The double-page spread compared the pressures of motherhood to the tribulations of Tinder, the aspirations of 90s ravers to the disappointments of a 21st century girl. It opened up lots of questions about our wildly different perspectives on modern, London life. From work, to drinking, and home-owning to marriage, the piece investigated whether millennials are ‘delicate snowflakes’, or if Gen X takes its ‘considerable advantages for granted’.
As I read, I began to wonder if, as Tiffanie says, millennials are ‘over-entitled, riven with anxiety… [and] low on humour’. Can it be true that Gen Y ‘drink less, have less sex, go out less’, or, put simply, have less fun?
And if that is true, when did generation-party-girl, give way to us?
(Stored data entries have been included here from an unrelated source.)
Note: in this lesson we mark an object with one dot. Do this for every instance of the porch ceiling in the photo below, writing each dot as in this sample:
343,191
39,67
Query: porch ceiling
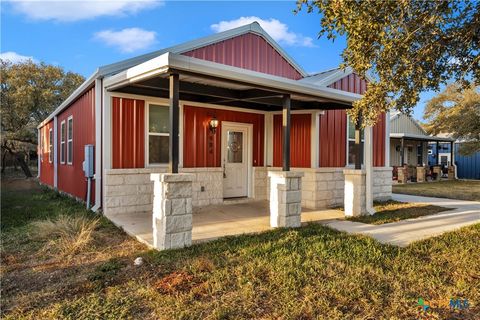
213,90
209,82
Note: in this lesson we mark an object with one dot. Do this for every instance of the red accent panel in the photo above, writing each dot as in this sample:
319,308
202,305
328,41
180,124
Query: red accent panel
128,133
71,178
300,140
202,149
46,168
247,51
379,142
333,135
351,83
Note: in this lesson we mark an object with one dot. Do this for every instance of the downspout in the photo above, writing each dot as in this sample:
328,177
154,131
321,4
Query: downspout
369,170
98,143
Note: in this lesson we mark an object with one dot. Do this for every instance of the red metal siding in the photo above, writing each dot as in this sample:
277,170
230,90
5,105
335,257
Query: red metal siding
202,149
353,83
333,135
71,178
379,142
300,140
128,133
248,51
46,168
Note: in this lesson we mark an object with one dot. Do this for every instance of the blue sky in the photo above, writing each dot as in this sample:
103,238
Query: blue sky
82,35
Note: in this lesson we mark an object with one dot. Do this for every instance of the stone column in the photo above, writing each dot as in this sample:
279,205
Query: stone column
172,210
402,175
451,173
355,200
420,174
438,171
285,198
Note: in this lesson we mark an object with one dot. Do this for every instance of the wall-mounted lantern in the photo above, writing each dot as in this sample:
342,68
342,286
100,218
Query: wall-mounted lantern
213,124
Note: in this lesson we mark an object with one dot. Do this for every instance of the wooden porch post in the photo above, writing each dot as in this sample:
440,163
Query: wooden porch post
358,144
174,123
286,131
402,152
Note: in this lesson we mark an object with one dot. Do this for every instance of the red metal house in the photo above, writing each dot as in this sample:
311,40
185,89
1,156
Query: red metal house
233,88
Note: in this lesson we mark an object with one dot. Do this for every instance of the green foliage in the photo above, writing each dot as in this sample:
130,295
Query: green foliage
29,92
410,46
456,111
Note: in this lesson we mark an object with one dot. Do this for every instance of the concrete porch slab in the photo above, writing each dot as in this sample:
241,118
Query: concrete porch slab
216,221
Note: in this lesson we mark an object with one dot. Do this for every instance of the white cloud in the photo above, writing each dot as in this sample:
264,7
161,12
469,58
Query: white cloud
74,10
15,57
276,29
127,40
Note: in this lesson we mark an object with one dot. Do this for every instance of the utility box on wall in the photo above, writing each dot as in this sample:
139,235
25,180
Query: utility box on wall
88,166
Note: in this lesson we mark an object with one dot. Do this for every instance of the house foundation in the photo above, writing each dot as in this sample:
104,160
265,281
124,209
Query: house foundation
285,198
172,210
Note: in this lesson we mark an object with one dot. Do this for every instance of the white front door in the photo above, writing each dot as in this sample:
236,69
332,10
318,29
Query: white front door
235,155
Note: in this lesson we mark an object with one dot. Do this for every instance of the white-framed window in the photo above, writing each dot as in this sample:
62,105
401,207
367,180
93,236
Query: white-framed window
50,145
62,142
351,143
158,134
70,140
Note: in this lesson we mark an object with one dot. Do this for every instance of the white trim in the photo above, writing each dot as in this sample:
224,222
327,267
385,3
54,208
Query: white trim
163,63
387,140
98,144
68,140
55,152
39,152
249,128
148,134
63,141
50,146
368,157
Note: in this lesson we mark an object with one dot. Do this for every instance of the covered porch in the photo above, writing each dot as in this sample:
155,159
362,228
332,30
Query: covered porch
409,156
174,221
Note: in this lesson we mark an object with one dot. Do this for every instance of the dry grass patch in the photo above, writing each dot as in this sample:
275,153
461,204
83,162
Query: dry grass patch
393,211
64,235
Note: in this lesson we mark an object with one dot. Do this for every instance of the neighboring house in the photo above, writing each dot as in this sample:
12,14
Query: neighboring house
409,143
231,88
468,166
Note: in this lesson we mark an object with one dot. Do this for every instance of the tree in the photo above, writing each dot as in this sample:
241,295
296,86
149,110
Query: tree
29,92
456,111
410,46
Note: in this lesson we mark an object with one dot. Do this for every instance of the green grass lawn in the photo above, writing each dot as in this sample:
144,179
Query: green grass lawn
305,273
392,211
453,189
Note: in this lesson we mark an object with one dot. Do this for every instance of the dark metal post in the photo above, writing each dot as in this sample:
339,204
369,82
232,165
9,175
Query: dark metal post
402,152
174,123
286,131
358,144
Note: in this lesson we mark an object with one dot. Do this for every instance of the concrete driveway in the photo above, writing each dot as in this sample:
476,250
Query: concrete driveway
404,232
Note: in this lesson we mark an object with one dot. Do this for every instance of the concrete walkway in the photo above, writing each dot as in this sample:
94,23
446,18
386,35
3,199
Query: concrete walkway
404,232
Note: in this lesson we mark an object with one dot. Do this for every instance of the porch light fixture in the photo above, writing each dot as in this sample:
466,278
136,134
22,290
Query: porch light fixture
213,124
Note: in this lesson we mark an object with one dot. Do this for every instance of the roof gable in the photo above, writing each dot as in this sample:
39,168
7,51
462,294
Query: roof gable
193,47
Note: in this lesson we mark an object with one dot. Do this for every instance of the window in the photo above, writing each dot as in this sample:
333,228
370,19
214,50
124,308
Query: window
62,142
70,140
50,145
351,143
158,134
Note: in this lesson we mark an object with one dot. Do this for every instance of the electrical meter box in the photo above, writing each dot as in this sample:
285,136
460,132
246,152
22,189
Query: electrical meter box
88,162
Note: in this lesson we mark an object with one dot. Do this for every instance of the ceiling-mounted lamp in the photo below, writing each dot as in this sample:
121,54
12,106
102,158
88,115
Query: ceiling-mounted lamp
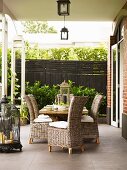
64,32
63,7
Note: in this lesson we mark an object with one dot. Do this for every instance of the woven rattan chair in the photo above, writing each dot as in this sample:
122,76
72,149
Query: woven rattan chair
38,129
68,134
90,125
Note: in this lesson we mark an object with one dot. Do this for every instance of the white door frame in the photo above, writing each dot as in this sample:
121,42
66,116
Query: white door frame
121,82
114,122
119,87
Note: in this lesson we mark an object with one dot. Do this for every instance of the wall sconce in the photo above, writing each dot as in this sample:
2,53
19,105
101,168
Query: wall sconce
63,7
64,32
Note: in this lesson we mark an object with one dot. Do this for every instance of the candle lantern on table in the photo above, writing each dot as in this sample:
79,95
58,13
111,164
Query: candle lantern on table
9,126
64,96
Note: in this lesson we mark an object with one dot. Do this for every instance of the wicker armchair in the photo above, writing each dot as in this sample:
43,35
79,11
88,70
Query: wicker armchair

Unlike the Kate Mosses and Carrie Bradshaws of yester-year, sipping cosmos till 6am, millenials idolise Kayla Itsines for her steel abs and Madeline Shaw for her well-stocked pantry. Perhaps, in this social media obsessed culture, with every inch of us photographed, documented and served up for peer-to-peer comparison, we are more afraid to be wild and stupid, for fear that our mistakes will live online forever. Our youthful idiocy won’t be kept secret, it will be shared and retweeted to the world (*insert shameful pics from Freshers week here).
However, there’s more to it than simply fearing social judgement online. I think that many of my generation have grown up with a weight of expectation on their shoulders. Increasingly, employers look for university degrees. After uni, our social feeds are brimming with #backpacking posts. Then, to cap it all, we expect to land our dream job as soon as we turn 22. Andrew Hill writes, ‘Dreaming of fulfilment, autonomy and progress at work, graduates are putting themselves under immense pressure to succeed and be content’. Putting pressure on yourself to not only succeed, but also have loads of fun whilst doing it, can be a total paradox. The gap between our expectation for success and the reality of life’s difficulties, can quickly lead to discontent and anxiety.
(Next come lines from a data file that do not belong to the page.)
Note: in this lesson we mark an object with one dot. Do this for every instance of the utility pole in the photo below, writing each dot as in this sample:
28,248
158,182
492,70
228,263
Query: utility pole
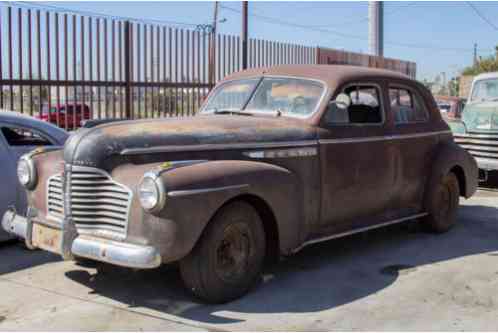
212,46
376,28
475,54
244,34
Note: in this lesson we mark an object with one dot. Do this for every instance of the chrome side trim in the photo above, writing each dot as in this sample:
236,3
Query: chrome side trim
283,153
383,138
217,146
355,231
182,193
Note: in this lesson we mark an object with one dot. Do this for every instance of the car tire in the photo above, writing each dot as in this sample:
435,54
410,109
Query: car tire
228,258
442,204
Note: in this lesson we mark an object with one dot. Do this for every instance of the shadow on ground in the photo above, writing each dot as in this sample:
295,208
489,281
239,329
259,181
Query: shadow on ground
320,277
19,257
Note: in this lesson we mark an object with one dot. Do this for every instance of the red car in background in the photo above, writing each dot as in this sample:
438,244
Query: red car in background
65,116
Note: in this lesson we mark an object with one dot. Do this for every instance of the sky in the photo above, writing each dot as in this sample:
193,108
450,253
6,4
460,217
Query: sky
438,36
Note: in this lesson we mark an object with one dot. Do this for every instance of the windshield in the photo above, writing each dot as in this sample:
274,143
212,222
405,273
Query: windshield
288,96
485,90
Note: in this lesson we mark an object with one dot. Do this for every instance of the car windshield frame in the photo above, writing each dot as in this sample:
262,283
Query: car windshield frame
474,85
261,78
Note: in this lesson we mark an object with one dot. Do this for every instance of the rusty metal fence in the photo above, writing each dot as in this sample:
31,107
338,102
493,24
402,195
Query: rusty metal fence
66,67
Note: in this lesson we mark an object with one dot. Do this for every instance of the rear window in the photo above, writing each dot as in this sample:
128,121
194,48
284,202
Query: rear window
407,106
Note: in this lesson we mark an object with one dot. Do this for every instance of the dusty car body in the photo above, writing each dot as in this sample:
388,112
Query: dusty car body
18,135
477,130
278,158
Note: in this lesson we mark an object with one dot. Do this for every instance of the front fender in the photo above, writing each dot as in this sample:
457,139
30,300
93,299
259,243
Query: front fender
448,156
196,192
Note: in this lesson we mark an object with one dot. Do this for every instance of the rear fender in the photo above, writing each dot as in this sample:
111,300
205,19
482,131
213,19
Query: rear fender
450,156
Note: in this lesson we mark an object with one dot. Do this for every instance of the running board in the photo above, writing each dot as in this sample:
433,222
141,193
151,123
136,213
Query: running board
356,231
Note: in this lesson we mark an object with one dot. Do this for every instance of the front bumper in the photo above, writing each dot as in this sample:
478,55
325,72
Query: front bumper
114,252
487,164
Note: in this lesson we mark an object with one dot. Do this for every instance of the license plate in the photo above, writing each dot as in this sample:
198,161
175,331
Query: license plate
47,238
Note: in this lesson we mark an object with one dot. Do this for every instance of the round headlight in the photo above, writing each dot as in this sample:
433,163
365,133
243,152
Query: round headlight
26,172
150,192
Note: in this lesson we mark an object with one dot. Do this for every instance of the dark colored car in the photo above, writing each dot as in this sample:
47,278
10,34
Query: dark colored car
68,116
279,158
20,134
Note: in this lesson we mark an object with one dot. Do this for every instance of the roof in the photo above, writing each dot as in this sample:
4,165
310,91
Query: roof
20,119
333,75
491,75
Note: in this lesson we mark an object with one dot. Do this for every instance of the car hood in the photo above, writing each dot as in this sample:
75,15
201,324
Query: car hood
481,117
104,146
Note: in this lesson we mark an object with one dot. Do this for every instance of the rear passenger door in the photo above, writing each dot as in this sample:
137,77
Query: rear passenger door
355,161
413,140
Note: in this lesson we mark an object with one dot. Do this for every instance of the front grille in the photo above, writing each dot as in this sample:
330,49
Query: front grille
55,206
97,204
479,145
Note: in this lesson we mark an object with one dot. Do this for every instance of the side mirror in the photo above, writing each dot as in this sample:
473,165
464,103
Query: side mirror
342,101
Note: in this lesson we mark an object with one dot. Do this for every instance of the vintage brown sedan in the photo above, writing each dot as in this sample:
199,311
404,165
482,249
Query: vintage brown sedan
277,159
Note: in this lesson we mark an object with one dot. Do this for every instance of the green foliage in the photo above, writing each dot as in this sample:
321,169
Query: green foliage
483,66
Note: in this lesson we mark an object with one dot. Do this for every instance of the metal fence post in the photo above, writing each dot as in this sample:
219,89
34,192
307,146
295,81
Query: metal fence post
127,68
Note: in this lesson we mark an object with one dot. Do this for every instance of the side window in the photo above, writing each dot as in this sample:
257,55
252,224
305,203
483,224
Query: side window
16,136
365,106
406,106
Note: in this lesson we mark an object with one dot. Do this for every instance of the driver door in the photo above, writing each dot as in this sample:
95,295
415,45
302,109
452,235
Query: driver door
357,166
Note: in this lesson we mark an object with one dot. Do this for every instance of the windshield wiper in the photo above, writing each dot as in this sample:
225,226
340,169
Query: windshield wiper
236,112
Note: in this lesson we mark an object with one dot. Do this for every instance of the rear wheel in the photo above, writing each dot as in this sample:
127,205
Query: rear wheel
227,260
442,204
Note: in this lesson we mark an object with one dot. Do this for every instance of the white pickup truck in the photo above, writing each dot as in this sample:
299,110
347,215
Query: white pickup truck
477,130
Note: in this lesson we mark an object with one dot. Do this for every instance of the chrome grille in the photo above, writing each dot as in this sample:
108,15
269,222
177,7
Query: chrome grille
479,145
98,202
55,203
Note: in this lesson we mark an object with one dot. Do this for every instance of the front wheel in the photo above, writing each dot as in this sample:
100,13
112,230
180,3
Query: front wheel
443,204
228,258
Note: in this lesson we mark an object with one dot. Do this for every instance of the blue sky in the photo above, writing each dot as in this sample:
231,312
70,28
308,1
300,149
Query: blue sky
443,33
Far from being entitled, we expect perfection from ourselves – a quality that no one can ever possess. Perhaps this mentality goes some way towards explaining the difference between us and our cool-girl, care-free, rebellious 90s predecessors.
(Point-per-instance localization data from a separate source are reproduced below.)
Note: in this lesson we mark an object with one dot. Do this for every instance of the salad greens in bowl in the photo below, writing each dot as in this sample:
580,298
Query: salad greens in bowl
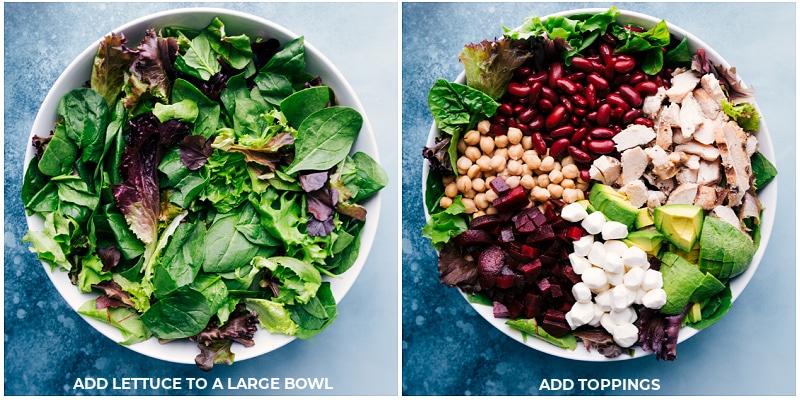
599,184
202,185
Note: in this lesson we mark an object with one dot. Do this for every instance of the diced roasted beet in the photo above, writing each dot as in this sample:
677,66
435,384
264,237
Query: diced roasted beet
499,186
529,251
499,310
507,234
504,281
533,305
490,263
544,233
514,199
532,270
472,237
486,222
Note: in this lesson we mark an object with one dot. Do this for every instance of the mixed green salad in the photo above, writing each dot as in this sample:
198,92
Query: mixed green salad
595,181
203,186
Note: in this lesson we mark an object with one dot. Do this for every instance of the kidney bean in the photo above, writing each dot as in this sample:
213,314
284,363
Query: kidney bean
630,95
599,82
605,146
558,147
518,89
535,93
579,135
644,121
556,72
566,85
646,88
601,133
527,115
579,155
615,100
603,114
538,143
556,116
562,131
581,64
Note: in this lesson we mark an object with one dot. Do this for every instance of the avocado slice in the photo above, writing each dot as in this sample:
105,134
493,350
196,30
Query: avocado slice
649,240
725,251
680,223
613,205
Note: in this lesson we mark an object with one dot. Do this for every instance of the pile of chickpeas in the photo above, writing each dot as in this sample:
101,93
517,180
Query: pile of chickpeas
483,157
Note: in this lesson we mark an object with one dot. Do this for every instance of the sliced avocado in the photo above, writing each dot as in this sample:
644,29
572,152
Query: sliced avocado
643,218
680,224
681,279
649,240
725,251
613,205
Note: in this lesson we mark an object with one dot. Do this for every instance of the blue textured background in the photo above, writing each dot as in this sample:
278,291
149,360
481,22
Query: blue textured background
449,350
47,346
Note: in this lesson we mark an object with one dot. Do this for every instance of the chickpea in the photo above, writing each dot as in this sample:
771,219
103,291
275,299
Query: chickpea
556,176
498,163
514,167
487,145
464,184
451,190
469,205
540,194
514,135
480,201
570,171
474,171
490,195
542,180
528,182
445,202
548,163
484,126
555,190
478,184
515,151
527,142
473,153
472,137
501,141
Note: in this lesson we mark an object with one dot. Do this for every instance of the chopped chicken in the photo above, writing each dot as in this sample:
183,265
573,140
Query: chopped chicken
605,169
655,198
634,135
731,140
636,192
685,193
726,214
634,162
682,83
652,104
706,197
706,152
690,115
708,173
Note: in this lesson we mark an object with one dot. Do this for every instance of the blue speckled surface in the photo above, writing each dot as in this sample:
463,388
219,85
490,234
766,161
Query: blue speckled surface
449,350
47,346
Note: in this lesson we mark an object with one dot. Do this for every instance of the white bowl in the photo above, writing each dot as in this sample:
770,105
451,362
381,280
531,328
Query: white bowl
768,197
79,71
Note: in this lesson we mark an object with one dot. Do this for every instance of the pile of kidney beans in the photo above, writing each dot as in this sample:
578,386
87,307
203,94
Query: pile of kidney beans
576,110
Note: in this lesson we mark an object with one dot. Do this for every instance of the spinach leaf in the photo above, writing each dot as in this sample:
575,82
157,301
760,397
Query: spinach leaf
298,106
325,138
One such predecessor, Tiffanie Darke, writes, ‘We who lived in through the Nineties…mainstreamed liberal values, worked for passion not money, and supercharged the arts and creative industries’. If she attempts to use this against us millennials, she forgets the leaps and bounds are generation is making in environmental issues (veganism is up 360%), gender equality (#HeForShe) and gay-rights (see Pride 2017!), to name just a few ‘liberal values’. We’re busy supercharging the digital industries and creating new types of careers to be passionate about. If we’re insistent on pointing out our differences, we stop recognising all the ways in which we are striving for the same things, but in a different era.
When I think about the Vogue article’s life-swap, I am hit by all the differences it places between two generations of women. However, my generation, of which I’m mostly proud, is not one thing, or another. We’re all wildly different, each muddling through this mad life in the only way we know how. Whether Gen Y, or Gen X, of Gen-whatever, society presents us all with vastly different opportunities. But, I don’t want to focus on our unlikeness. Instead, learning from each other is the only way forward, to make life better for women in generations to come.
Perhaps millennials, with all our quirks, are entering a new phase of life like every generation before us; breaking new waves and riding out the confusion of young adulthood, waiting until we can sit back, and judge the next in line.